Vol.06 No.21(2014), Article ID:52554,6 pages

The Financial Costs Associated with Porcine Cysticercosis and Epilepsy in Iringa Rural District

Gamba Nkwengulila

Department of Zoology and Wildlife Conservation, University of Dar Es Salaam, Dar es Salaam, Tanzania


Copyright © 2014 by author and Scientific Research Publishing Inc.

This work is licensed under the Creative Commons Attribution International License (CC BY).

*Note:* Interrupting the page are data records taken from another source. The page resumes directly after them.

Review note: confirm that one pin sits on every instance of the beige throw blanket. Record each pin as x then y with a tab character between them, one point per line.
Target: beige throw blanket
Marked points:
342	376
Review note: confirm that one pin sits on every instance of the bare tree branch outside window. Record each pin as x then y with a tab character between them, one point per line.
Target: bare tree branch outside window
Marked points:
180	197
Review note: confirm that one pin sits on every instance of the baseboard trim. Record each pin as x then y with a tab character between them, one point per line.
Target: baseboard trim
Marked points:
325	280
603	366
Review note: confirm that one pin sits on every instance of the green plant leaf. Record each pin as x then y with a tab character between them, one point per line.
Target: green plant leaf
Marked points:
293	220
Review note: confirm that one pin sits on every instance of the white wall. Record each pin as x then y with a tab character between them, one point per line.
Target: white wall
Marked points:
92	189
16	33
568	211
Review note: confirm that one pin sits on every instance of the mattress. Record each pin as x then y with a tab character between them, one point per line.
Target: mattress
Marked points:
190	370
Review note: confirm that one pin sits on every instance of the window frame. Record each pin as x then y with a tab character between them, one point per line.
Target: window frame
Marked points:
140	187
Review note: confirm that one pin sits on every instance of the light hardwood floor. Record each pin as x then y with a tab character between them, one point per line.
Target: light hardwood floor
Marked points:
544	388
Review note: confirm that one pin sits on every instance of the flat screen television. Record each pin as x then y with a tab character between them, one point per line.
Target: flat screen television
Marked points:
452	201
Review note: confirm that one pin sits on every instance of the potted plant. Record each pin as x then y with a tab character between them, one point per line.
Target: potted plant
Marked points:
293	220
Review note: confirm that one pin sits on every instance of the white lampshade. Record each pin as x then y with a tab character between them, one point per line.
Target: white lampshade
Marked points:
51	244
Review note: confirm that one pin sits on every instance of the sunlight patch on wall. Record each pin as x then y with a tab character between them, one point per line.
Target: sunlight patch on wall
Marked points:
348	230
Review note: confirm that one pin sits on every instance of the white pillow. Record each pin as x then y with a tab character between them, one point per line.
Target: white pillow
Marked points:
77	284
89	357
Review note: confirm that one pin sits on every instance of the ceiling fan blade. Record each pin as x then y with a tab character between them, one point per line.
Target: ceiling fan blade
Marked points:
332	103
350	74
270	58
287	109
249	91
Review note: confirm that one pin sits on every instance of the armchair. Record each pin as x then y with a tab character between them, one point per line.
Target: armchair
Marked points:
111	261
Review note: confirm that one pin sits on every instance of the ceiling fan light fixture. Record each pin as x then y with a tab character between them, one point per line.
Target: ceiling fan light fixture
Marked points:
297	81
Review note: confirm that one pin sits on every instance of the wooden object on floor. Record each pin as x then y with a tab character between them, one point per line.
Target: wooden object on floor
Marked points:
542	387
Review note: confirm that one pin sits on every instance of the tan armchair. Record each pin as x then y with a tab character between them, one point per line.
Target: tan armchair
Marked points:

Received 17 September 2014; revised 4 November 2014; accepted 19 November 2014


Taenia solium cysticercosis is a zoonotic disease that poses serious public health risk and significant economic losses in the pig industry. Human neurocysticercosis is recognized as an important cause of epilepsy in regions where T. solium is endemic. The monetary burden caused by T. solium cysticercosis condemned pigs and epilepsy is under-reported in Tanzania, Iringa rural district being no exception. The aim of the present study was to estimate the financial costs associated with porcine cysticercosis (PCC) and epilepsy in Iringa rural areas. The study employed questionnaires and interviews to explore the public health and socio-economic impacts of T. solium cysticercosis. A total of 365 randomly selected participants comprising of 306 pig farmers and 59 families with epileptic patients were involved in the survey. The findings indicated that the average selling price was USD 84 for mature pigs and ranged from USD 13 - 27 for piglets. The estimated annual monetary loss due to PCC was USD 144,449. The estimated monetary burden due to epilepsy management in hospitals and/or by traditional healers was USD 78,592 per annum. It is concluded that the monetary burden incurred by pig farmers due to PCC caused economic loss at both the subsistence and commercial levels. Yet, epilepsy has serious potential economic impacts through direct and indirect costs incurred on the management of epileptic patients from family to national level. It is hence recommended to practice indoor pig keeping for the elimination of economic losses caused by PCC infection. There is an urgent need to raise awareness on the economic burden caused by porcine cysticercosis and epilepsy in Iringa rural district.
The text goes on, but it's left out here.